Olhando para trás, Carla Sacramento fica "muito satisfeita" pela carreira que teve. E a época de que sente mais saudades é de quando era júnior, "aquela fase do passar de ser uma promessa para ser uma certeza". E "só agora" é que tem noção do que fez e conquistou. "Lembro-me de cada vez que me diziam que eu tinha sido um fracasso numa prova, se as pessoas soubessem como era difícil chegar a uma medalha numa prova internacional... não é fácil hoje e muito menos era na altura", desabafou.
A antiga atleta olímpica fez depois uma comparação para mostrar as dificuldades de então. "Hoje, só na zona do Seixal, perto de onde eu vivia, há três pistas [uma delas tem o seu nome], na minha altura tinha da fazer duas horas e meia para ir ao Estádio Nacional treinar, agora no Jamor até há centro de rendimento com pista interna. Os atletas de hoje têm de aproveitar."
A anemia antes da medalha
Meio-fundista e especialista nos 1500 metros, distância onde conseguiu as duas medalhas de ouro da carreira, preferia afinal os 800 metros: "Eu gostava mais de correr os 800 metros. Os 1500 foi uma opção tática. Nos 800 era preciso uma velocidade mais explosiva e eu era mais forte na velocidade de cruzeiro." Apostou nos 1500 e colheu frutos.
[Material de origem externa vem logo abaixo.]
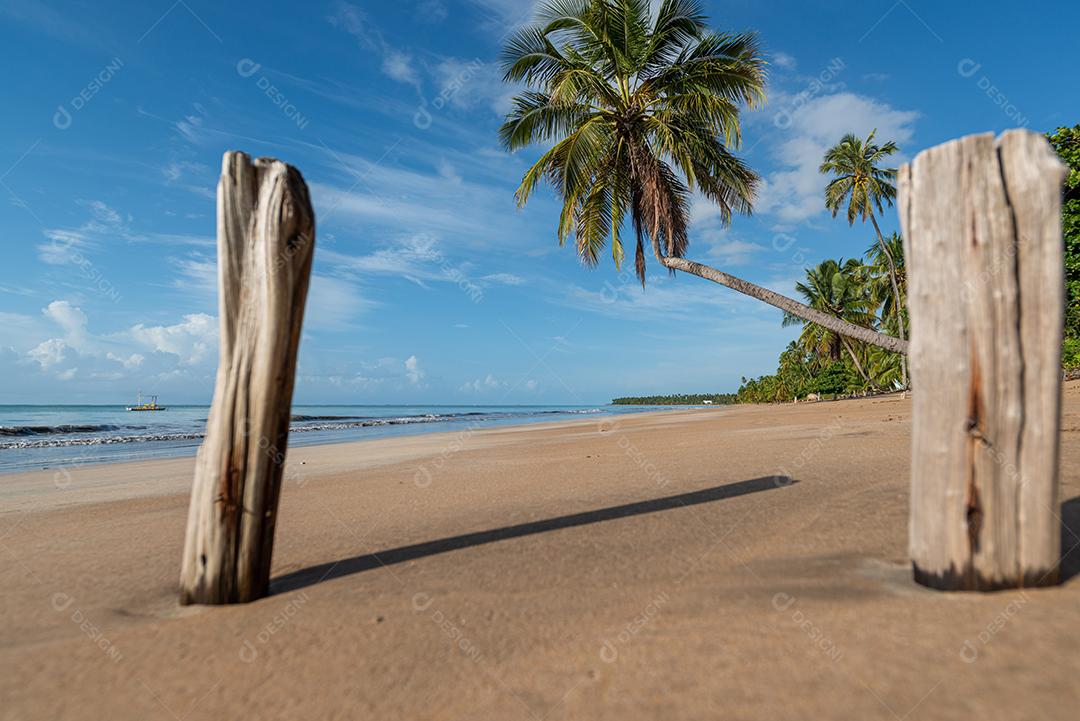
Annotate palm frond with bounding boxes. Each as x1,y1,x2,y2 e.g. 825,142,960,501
501,0,764,287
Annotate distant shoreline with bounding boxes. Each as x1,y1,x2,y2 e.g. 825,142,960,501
611,394,736,405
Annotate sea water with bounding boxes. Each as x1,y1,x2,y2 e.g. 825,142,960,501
0,404,668,473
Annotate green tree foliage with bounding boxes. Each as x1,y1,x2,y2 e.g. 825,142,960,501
736,240,907,403
1047,126,1080,346
499,0,764,283
821,130,908,385
1064,338,1080,370
611,393,737,405
498,1,903,354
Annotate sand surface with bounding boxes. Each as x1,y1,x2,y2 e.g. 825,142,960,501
3,387,1080,720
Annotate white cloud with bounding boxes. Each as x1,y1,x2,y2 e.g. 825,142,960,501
168,254,373,330
703,237,767,266
173,103,211,144
2,300,223,395
328,2,421,90
27,338,68,369
559,273,762,323
312,182,465,233
755,92,918,226
382,50,420,88
38,229,91,265
305,275,376,330
81,199,122,225
129,314,217,365
437,157,462,185
482,272,524,286
430,58,515,116
43,300,89,349
688,191,728,228
322,234,439,279
404,355,425,385
772,51,797,70
326,1,378,49
36,198,204,274
37,200,124,265
308,143,532,247
170,254,218,296
321,234,486,293
107,352,144,369
162,160,210,183
299,354,428,390
461,373,503,392
461,0,535,28
417,0,448,22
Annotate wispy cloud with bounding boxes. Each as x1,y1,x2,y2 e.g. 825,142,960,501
327,1,422,91
702,236,768,266
772,51,798,70
482,272,525,286
460,373,503,392
305,275,378,330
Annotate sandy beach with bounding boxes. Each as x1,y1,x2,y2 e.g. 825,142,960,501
3,386,1080,720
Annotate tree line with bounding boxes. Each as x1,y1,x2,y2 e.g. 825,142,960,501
612,394,737,405
1052,126,1080,370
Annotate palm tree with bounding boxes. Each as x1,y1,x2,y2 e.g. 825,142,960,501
776,340,813,397
820,130,908,383
866,344,903,388
862,232,906,338
499,0,906,355
783,258,879,387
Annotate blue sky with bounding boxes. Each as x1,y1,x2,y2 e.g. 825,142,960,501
0,0,1075,405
Conquistou várias medalhas em grandes competições internacionais e superou por mais de duas dezenas de vezes os recordes nacionais, a representar Benfica, Sporting e Maratona, entre outros.
O ano de 1992 marcou a estreia olímpica da atleta, que viria a participar em mais três Jogos Olímpicos: "A medalha olímpica ficou por conquistar. Barcelona 92 foi um sentimento indescritível, foi o concretizar de um sonho, aquele momento em que ficas contente por estar lá, mas depois queres mais do que participar."
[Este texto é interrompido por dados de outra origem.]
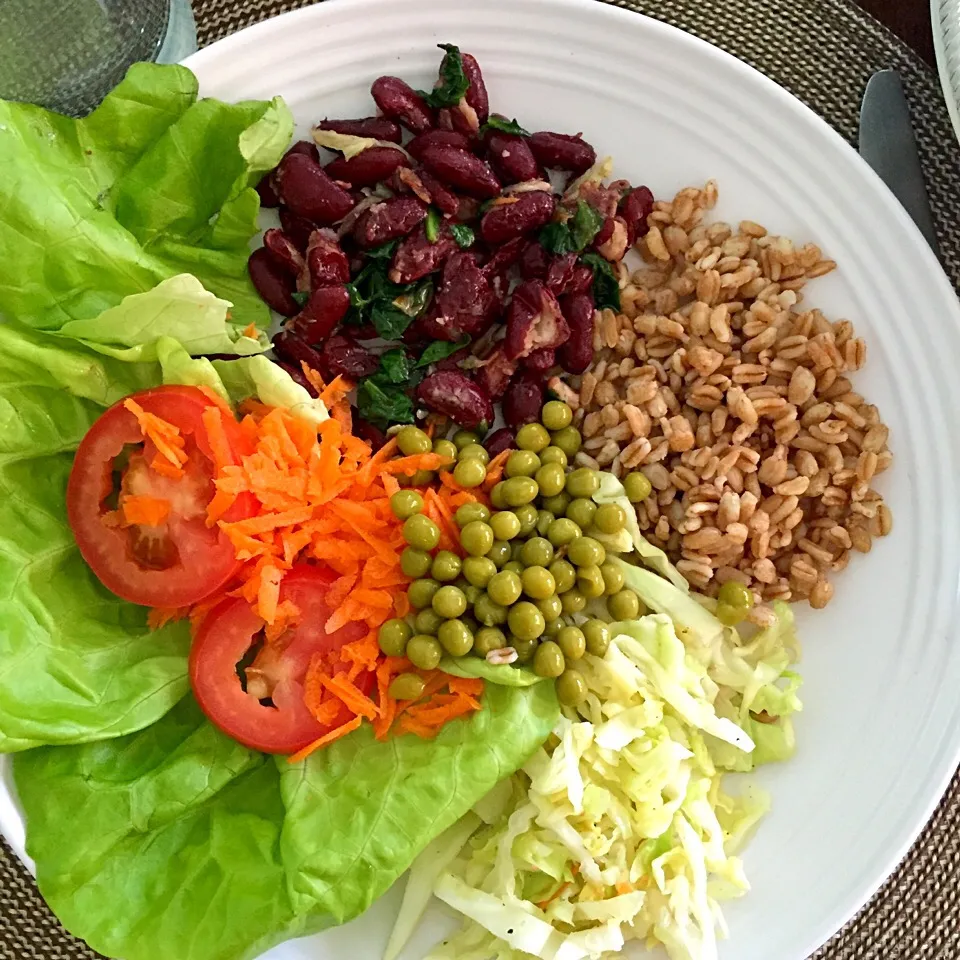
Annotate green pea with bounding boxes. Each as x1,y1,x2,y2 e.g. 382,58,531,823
490,511,522,541
541,492,571,516
455,502,491,527
409,469,436,486
438,619,474,656
390,489,423,520
460,581,483,606
566,497,597,529
522,565,556,600
432,550,462,582
561,589,587,615
400,547,432,579
508,601,546,641
539,445,568,468
432,438,458,469
453,429,480,451
408,578,440,609
520,537,554,568
718,580,755,611
458,443,490,464
503,476,539,506
549,559,577,594
433,585,469,619
463,555,497,587
533,640,565,678
556,669,587,705
583,619,611,657
548,518,582,547
535,463,567,498
623,471,653,503
577,565,606,599
503,560,524,575
608,588,641,621
407,635,442,670
397,425,432,456
474,627,507,655
542,617,564,638
512,638,538,663
474,594,508,626
460,520,495,557
488,570,523,606
505,450,541,478
486,540,512,568
415,608,444,635
556,626,586,661
516,422,551,453
594,502,627,535
565,468,600,499
378,619,412,657
511,539,525,562
514,503,539,536
550,425,582,456
389,673,426,701
541,400,573,431
403,513,440,550
536,594,563,622
454,458,487,489
490,481,509,510
568,536,606,568
600,561,625,595
717,602,747,627
536,509,556,536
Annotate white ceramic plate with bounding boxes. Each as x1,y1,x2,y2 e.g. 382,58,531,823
933,0,960,142
4,0,960,958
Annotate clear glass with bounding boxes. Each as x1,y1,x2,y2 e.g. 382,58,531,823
0,0,198,117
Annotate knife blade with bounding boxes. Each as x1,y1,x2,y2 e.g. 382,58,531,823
859,69,941,258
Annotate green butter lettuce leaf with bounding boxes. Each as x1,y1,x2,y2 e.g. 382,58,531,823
440,657,545,687
0,62,292,333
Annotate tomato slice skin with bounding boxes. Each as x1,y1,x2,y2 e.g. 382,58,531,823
67,385,255,609
189,564,371,755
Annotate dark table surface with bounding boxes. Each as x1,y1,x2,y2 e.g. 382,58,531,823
859,0,935,62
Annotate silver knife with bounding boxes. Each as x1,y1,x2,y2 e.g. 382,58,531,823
859,69,941,258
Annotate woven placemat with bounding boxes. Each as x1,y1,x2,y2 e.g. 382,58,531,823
2,1,959,958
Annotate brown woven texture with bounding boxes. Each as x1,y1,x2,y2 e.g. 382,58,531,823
2,1,959,958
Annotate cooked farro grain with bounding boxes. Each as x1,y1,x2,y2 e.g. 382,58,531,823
569,181,893,611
Foi em 1996, na Globe Arena, em Estocolmo, que a portuguesa arrancou a primeira medalha de ouro nos Europeus indoor, nos 1500 metros. Meses depois adoeceu e descobriu que se tratava de uma anemia, que foi curada em Espanha... a tempo dos Mundiais.
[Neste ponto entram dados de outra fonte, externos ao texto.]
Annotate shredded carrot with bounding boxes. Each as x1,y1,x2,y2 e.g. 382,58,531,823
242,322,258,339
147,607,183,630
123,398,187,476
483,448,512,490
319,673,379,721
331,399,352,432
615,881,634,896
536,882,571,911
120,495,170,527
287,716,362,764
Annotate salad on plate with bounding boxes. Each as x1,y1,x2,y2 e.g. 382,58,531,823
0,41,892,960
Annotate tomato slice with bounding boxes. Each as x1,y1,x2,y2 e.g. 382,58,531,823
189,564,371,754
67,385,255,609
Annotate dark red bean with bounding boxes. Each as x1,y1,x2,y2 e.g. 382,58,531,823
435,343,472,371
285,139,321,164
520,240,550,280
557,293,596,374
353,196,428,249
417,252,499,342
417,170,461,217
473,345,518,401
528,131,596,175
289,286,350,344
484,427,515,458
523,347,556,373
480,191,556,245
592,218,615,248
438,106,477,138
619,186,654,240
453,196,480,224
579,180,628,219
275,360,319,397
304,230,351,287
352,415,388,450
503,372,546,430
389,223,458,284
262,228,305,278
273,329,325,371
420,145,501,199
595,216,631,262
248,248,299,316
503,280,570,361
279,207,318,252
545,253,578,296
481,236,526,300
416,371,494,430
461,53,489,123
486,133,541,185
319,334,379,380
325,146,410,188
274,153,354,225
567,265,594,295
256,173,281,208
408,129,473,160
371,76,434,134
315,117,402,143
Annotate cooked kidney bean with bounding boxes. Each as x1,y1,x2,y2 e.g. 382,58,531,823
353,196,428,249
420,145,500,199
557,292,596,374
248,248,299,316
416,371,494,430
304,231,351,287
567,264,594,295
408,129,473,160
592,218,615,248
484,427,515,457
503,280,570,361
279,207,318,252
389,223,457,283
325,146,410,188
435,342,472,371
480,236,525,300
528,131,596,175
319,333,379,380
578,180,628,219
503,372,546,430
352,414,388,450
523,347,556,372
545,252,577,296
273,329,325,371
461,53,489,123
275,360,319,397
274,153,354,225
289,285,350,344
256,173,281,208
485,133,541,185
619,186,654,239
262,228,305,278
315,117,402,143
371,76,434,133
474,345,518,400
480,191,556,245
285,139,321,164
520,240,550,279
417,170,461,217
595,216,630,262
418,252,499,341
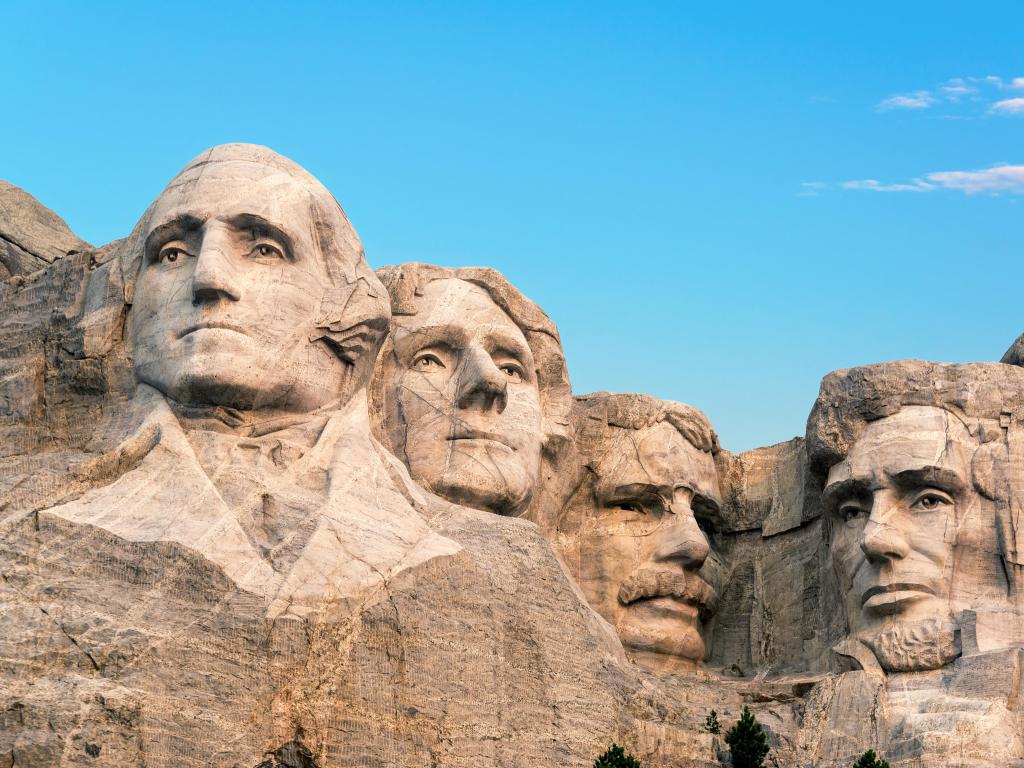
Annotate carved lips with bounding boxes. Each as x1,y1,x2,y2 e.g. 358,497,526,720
177,321,249,339
447,425,517,451
861,582,936,613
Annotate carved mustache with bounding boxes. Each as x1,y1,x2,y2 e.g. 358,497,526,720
618,569,718,615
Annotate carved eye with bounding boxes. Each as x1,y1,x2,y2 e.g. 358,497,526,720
250,242,285,260
413,353,445,371
615,501,647,516
839,504,863,523
499,363,524,382
913,491,953,511
158,245,189,264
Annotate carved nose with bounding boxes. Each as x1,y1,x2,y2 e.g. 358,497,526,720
860,513,910,562
192,230,241,304
456,347,507,413
653,497,709,569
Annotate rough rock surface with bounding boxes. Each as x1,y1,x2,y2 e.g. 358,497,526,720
0,180,91,279
2,148,1023,767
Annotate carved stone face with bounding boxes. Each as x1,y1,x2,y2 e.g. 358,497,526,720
385,278,544,514
127,161,347,413
824,406,975,664
573,421,723,670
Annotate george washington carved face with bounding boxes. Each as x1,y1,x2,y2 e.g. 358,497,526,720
125,146,384,414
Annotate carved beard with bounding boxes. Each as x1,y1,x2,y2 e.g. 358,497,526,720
861,616,961,673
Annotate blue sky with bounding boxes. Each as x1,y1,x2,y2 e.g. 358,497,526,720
2,1,1021,452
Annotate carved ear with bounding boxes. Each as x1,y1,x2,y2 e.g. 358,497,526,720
310,276,391,366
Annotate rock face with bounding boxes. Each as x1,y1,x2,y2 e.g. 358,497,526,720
2,146,1023,767
0,180,90,278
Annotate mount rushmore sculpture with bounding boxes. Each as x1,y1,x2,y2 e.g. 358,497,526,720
2,145,1023,767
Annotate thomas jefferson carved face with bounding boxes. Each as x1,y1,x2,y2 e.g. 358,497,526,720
384,278,544,515
127,160,349,413
824,406,975,670
571,420,724,670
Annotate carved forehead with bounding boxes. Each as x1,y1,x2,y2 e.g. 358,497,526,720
149,160,316,232
395,278,531,350
593,423,720,500
122,144,372,299
827,405,973,486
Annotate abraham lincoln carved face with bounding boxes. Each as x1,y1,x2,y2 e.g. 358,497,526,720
823,406,974,671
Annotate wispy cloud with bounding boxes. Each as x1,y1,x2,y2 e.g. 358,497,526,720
834,164,1024,195
992,97,1024,114
877,91,936,110
840,179,933,192
875,75,1024,115
939,77,976,100
798,181,826,197
926,165,1024,194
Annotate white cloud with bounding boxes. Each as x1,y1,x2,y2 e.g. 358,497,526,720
877,91,936,110
992,97,1024,114
941,78,976,99
926,165,1024,194
840,179,933,192
840,164,1024,195
798,181,826,197
875,76,1024,114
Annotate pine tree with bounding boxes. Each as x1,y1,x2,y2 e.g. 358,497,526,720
852,749,891,768
704,710,721,734
593,743,642,768
724,706,770,768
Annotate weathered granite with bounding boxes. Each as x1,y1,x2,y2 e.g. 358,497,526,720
0,180,90,279
2,147,1023,767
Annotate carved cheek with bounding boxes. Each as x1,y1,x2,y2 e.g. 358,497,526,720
831,530,864,587
398,370,459,427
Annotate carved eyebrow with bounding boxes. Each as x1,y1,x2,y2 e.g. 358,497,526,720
143,214,205,261
602,483,669,506
890,467,966,494
395,324,469,358
484,330,533,367
223,213,295,260
612,482,667,497
822,478,871,511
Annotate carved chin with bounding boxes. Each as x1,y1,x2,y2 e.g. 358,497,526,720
410,449,535,515
137,356,293,411
431,469,532,516
862,616,961,673
618,613,706,664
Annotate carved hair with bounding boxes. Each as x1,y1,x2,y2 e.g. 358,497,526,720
807,360,1024,601
572,391,719,457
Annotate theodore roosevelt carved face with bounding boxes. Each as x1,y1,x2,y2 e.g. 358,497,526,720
558,394,725,671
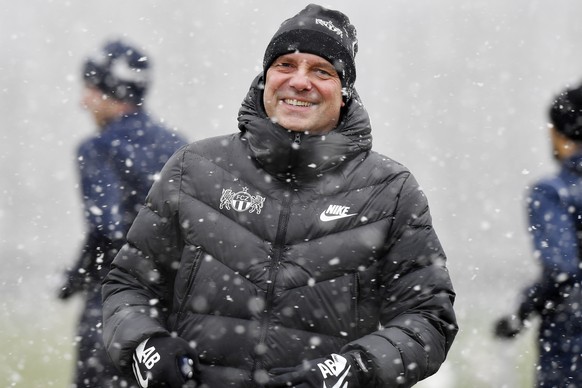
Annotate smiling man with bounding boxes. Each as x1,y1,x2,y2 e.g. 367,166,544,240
263,52,345,134
102,4,458,388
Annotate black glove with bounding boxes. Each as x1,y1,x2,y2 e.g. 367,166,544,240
132,336,199,388
494,314,524,339
57,269,87,300
266,351,372,388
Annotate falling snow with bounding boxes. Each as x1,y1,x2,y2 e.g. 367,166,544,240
2,1,582,387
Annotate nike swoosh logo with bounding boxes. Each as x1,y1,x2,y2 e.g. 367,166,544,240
132,353,149,387
320,213,357,222
323,365,351,388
"Sempre fui muito criticada por ser devota e ter muita fé, mas eu acredito que isso é que me ajudou", desabafou, recordando a prova de Atenas, que venceu de forma categórica, com a melhor marca do ano e uma distância "considerável" para Regina Jacobs. Foi uma pequena vingança de Carla, que tinha perdido o ouro para a norte-americana em 1995, nos Mundiais indoor de Barcelona. Mas para ela foi apenas "o subir à cadeira e cantar o hino, como fazia aos 7 anos de idade".